Les nano-influenceurs ont généralement 1 000 à 10 000 abonnés et l'engagement le plus élevé, publiant souvent pour un produit offert. Les micro-influenceurs ont environ 10 000 à 100 000 abonnés — plus de portée, un engagement encore personnel et des tarifs généralement négociables. Tous deux surpassent les plus gros créateurs pour les marques de niche et soucieuses de leur budget.

Dois-je payer les influenceurs, ou puis-je simplement offrir des produits ?

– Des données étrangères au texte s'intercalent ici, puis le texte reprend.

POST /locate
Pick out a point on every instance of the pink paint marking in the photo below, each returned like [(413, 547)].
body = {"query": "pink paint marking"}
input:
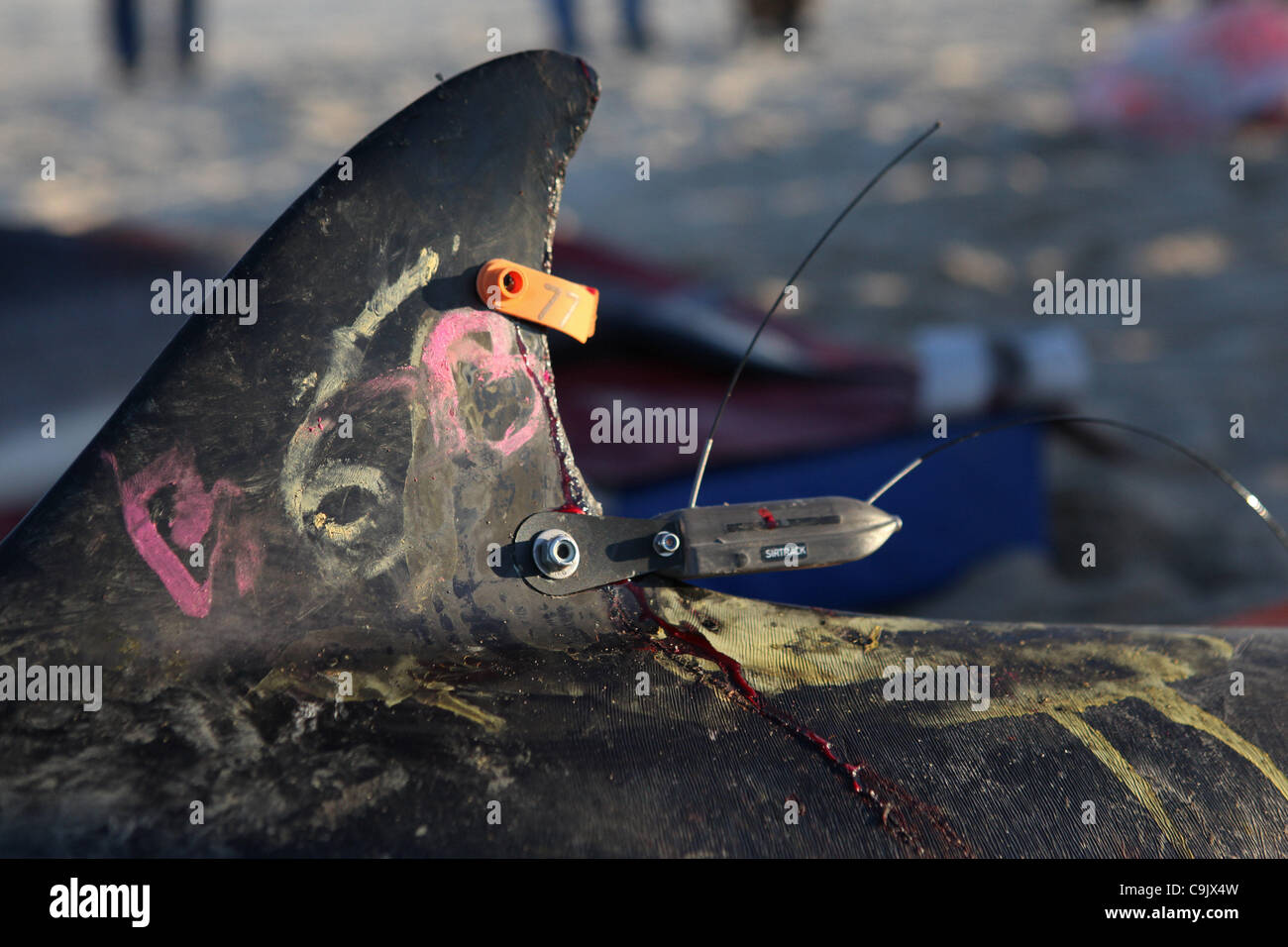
[(194, 510), (449, 344)]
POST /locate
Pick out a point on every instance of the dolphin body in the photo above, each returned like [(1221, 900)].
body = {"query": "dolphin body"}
[(290, 552)]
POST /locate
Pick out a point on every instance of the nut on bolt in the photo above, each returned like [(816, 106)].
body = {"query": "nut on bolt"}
[(555, 553), (666, 543)]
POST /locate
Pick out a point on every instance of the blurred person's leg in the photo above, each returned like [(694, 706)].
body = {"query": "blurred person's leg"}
[(566, 21), (124, 16), (632, 22)]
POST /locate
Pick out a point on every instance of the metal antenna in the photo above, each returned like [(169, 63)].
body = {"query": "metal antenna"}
[(791, 279)]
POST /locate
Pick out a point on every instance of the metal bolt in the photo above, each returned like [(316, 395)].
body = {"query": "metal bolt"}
[(555, 553), (666, 543)]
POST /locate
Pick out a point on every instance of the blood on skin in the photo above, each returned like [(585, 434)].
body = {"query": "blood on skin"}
[(884, 795)]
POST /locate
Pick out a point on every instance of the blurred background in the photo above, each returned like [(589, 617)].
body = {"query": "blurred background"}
[(1107, 163)]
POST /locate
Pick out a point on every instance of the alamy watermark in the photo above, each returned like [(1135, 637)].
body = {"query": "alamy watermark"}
[(76, 899), (179, 296), (938, 684), (649, 425), (1074, 296), (76, 684)]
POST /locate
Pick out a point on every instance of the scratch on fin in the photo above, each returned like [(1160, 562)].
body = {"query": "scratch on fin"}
[(1096, 741), (1176, 707)]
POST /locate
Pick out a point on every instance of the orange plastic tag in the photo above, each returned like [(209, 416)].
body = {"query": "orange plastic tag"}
[(536, 296)]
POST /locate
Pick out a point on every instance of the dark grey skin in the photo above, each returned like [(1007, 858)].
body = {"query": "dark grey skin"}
[(357, 669)]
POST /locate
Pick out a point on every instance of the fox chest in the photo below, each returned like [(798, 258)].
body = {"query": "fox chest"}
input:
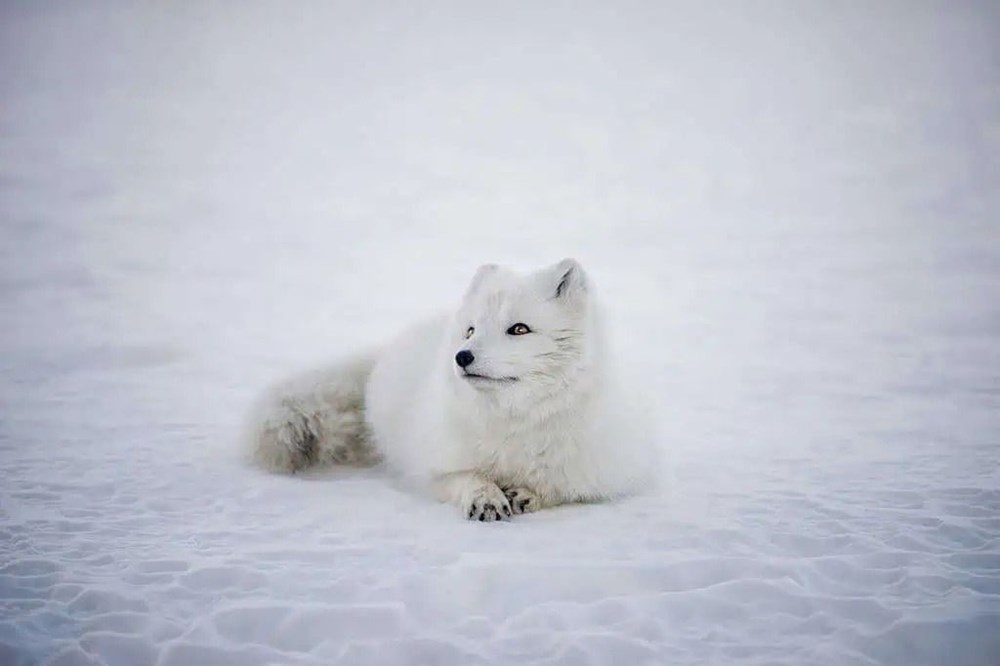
[(536, 459)]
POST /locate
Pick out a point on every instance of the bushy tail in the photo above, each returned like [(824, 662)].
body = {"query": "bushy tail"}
[(315, 419)]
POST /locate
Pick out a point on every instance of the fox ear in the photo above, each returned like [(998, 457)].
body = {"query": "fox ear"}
[(567, 280), (482, 273)]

Le cadeau produit seul fonctionne bien, surtout avec les nano et micro-créateurs qui apprécient réellement votre produit. La structure la plus économique combine cadeaux produits et accords d'affiliation à la commission, où vous ne payez un pourcentage que lorsque le code ou le lien unique d'un créateur génère une vente réelle — il n'y a donc aucun risque en amont.

Comment savoir si le marketing d'influence a fonctionné ?

Donnez à chaque créateur un code de réduction ou un lien de parrainage unique et suivez les ventes qui lui sont attribuées. Calculez le coût par acquisition (dépense totale divisée par ventes générées) et surveillez le trafic et le chiffre d'affaires autour de chaque publication dans l'analytique de votre boutique. Jugez les résultats sur les ventes, pas sur les likes.

Les produits offerts doivent-ils être identifiés comme publicité au Royaume-Uni ?

Oui. L'ASA et la CMA traitent le cadeau produit comme une relation commerciale dès lors qu'une publication est attendue, il doit donc être clairement divulgué — couramment avec #ad ou « offert ». Les liens d'affiliation et les publications payantes doivent aussi être divulgués, et la mention doit être visible. Ceci est un conseil général ; vérifiez les règles en vigueur sur GOV.UK.